Embattled Democratic Rep. Charles Rangel, who has represented his Harlem district for four decades, faces a tough primary challenge from Adam Clayton Powell IV. Rangel has been weakened by a House ethics investigation that resulted in 13 pending charges against him.
NEW HAMPSHIRE
In New Hampshire, another battle involving the Tea Party, the establishment and Palin is playing out in the Republican Senate primary contest for the seat being vacated by GOP Sen. Judd Gregg after three decades.
Front-runner Kelly Ayotte, a former state attorney general, has been buoyed by the party’s establishment and a Palin endorsement. But she faces a stiff challenge from Ovide Lamontagne, a former gubernatorial candidate.

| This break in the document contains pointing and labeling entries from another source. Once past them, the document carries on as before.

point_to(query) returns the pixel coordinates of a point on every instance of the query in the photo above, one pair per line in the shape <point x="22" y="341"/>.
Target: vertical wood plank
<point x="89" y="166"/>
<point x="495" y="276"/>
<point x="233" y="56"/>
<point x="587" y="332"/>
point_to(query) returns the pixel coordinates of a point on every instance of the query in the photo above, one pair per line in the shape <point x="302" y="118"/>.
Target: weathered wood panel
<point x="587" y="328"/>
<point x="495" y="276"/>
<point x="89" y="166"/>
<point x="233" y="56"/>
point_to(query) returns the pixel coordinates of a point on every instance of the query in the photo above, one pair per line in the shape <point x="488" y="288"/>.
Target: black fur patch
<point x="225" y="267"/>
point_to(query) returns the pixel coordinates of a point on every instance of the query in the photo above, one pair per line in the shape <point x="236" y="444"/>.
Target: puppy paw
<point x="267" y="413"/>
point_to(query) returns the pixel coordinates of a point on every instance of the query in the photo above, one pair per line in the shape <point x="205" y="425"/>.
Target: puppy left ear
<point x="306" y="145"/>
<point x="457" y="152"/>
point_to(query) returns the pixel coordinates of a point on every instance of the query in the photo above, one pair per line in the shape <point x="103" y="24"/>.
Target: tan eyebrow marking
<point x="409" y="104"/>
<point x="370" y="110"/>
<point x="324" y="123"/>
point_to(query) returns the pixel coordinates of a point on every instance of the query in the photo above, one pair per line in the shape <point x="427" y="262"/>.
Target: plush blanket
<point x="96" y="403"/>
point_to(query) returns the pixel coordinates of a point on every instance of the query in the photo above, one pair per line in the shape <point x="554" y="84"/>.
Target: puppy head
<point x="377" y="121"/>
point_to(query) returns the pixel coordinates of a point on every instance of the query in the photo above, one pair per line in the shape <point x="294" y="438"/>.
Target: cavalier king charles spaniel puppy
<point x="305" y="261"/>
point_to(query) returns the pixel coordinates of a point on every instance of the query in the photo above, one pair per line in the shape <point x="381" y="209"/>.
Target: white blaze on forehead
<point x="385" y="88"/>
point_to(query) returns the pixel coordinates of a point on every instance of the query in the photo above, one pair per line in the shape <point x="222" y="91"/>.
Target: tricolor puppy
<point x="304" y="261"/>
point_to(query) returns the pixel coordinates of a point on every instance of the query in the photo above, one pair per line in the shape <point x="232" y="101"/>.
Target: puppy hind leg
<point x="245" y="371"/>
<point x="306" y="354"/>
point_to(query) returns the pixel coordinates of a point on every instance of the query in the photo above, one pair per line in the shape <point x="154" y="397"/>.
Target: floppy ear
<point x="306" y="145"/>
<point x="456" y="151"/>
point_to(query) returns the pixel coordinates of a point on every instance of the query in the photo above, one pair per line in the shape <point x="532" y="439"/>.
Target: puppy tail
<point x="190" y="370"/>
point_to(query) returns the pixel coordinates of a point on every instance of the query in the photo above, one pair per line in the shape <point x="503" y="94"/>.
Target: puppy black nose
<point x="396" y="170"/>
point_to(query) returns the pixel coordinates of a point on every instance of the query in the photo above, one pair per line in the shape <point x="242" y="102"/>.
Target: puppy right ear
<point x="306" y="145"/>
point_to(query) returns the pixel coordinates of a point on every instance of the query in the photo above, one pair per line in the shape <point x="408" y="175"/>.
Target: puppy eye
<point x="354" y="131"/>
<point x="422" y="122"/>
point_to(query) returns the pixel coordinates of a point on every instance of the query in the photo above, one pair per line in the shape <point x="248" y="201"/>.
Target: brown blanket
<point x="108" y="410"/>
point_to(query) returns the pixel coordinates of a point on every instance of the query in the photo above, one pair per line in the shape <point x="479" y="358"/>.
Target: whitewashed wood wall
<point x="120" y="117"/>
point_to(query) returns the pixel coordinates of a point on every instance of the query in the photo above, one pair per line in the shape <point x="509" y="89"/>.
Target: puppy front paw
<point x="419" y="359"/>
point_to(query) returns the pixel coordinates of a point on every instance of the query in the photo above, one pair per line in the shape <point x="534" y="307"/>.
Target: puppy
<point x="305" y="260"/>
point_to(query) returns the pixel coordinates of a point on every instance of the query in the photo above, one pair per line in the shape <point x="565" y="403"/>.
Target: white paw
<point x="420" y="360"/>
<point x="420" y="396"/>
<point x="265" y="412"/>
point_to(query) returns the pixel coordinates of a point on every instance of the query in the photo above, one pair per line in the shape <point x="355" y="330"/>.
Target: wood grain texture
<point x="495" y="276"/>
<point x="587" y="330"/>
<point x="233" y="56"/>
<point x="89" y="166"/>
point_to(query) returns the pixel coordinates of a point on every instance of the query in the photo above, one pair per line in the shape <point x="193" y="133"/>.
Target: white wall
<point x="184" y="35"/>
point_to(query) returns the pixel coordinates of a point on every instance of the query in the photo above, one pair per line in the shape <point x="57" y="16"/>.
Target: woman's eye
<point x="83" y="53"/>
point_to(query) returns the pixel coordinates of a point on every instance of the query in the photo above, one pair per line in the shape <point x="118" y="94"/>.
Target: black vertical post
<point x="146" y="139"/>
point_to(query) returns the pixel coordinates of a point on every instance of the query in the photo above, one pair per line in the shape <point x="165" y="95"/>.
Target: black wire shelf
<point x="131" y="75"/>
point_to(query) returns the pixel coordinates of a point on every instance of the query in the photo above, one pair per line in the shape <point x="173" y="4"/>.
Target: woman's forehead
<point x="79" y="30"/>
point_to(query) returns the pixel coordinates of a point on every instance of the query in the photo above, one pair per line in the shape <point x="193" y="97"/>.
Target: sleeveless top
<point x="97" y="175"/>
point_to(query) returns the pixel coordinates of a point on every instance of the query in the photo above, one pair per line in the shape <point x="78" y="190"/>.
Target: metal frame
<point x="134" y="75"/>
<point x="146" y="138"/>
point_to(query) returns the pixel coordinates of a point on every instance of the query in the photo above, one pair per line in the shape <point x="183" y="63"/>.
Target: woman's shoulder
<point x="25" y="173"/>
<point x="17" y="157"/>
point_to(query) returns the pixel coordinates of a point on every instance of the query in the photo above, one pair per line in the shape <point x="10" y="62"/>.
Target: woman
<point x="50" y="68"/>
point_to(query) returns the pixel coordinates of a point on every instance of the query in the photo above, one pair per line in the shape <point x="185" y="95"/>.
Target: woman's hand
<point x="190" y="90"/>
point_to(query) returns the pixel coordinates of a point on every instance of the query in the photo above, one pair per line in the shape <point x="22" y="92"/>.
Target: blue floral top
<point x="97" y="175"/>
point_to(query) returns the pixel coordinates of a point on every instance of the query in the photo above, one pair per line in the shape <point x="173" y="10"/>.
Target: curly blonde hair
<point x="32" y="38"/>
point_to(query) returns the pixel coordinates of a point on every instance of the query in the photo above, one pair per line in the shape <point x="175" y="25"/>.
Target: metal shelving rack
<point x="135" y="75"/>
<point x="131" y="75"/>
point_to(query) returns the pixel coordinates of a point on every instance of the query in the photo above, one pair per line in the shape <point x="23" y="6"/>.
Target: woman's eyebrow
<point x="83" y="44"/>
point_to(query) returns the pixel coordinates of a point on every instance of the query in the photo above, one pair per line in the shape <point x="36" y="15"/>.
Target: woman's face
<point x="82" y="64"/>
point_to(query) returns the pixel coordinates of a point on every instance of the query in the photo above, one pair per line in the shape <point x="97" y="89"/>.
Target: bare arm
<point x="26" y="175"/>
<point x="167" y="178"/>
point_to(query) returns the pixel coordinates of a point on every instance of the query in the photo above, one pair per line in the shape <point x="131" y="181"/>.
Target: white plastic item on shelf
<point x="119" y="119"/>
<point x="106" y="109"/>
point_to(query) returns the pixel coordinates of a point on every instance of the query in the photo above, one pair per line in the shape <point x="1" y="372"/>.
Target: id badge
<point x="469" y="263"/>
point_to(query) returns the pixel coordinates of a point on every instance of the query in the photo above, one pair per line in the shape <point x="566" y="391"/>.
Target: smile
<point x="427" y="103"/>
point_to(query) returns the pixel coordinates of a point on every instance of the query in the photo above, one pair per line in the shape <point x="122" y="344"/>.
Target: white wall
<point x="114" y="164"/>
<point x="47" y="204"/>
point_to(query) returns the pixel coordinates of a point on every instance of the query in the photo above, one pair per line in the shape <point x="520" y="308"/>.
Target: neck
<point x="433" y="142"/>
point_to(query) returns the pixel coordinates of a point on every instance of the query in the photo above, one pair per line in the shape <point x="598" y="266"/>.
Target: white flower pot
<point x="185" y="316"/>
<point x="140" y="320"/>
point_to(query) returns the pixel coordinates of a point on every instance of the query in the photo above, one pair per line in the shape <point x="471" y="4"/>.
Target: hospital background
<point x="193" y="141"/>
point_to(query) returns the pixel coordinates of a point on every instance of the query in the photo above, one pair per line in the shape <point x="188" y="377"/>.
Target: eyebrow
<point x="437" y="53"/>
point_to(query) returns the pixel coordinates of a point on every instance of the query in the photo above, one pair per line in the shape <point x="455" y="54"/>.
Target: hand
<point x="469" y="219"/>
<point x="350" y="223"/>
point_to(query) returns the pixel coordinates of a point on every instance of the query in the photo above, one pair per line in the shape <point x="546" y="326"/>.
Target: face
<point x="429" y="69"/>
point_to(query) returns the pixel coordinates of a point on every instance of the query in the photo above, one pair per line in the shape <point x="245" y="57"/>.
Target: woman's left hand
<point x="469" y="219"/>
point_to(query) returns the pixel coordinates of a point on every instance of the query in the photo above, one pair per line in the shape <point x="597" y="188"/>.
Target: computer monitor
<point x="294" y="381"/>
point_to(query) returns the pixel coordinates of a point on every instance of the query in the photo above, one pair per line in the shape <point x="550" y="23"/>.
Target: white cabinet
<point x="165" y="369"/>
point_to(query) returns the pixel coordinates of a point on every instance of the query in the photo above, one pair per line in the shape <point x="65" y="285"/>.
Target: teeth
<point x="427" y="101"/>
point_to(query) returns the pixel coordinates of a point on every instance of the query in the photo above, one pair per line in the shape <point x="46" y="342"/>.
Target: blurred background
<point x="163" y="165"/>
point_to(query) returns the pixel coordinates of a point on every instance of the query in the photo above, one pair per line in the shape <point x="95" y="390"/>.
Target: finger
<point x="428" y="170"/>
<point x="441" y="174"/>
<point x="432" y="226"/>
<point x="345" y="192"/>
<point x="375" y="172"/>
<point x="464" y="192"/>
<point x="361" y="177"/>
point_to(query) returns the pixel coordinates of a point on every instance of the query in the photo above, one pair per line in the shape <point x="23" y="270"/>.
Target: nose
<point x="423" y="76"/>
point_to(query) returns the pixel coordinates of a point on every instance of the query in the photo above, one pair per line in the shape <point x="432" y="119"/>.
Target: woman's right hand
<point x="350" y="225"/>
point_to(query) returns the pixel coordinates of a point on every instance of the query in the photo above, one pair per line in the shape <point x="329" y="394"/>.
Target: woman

Lamontagne has the support of the Tea Party and conservative Sen. Jim DeMint of South Carolina.
Also competing closely is wealthy businessman Bill Binnie, a moderate on social issues, including abortion. Long-shot candidate businessman Jim Bender is also on the ballot.
The winner will face Democratic Rep. Paul Hodes in November.
WASHINGTON, D.C.
Surveys of registered Democrats in the nation's capital suggest that one-term incumbent Mayor Adrian Fenty may be on the verge of losing to City Council Chairman Vince Gray, in a mayoral primary that has divided largely along racial lines even though both men are African-American. Surveys show Gray doing better among blacks than Fenty.
Fenty, who was swept into office four years ago, has undertaken a controversial overhaul of the schools, wresting school control from the council and concessions from the unions. But his polarizing school Superintendent Michelle Rhee, school layoffs, and poor relations with council colleagues and African-American groups have given team player Gray a surprising opportunity.
Primaries are also being held in Maryland, Massachusetts, Rhode Island and Wisconsin.
After Tuesday, there's one more state holding primaries. Hawaii's contests are scheduled for Saturday.